Timber and brick (and board) cladding is normally installed outside a ventilated air space, whereas render is normally applied on an additional layer of mineral wool or EPS (extruded polystyrene insulation), installed directly on the outside of the wall panel, see figure 13.

Figure 13. Cladding of render and brickwork respectively on timber frame in-fill panel walls. Source: Paroc AB.

Panel production and installation aspects

The factory production of the in-fill wall panels is not a highly technically advanced process. Normally the production process is considerably less automated than the production of panels for prefabricated timber frame houses. The reason is that the panel elements are much less standardised than those normally used by the timber frame housing industry. A strict quality control process is however equally essential in both cases, especially for the production of “closed panels” (with insulation and sheathing/lining on both sides).

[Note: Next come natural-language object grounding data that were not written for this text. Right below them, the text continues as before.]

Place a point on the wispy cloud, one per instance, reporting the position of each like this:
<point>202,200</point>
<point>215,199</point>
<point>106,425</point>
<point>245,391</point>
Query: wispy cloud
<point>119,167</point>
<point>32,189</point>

The machinery normally used for the production of wall panels is production tables together with a traverse crane or a tilting production jig to be able to turn the panel elements around and move them to a transporting device of some sort. Pneumatic tools are normally used for nailing. If all studs and other timber components and sheathing boards are delivered pre-cut, this is virtually all that is needed. The same type of “factory” can therefore also relatively easily be set up at the building site. However, this is normally considered to be a competitive method only for larger scale developments.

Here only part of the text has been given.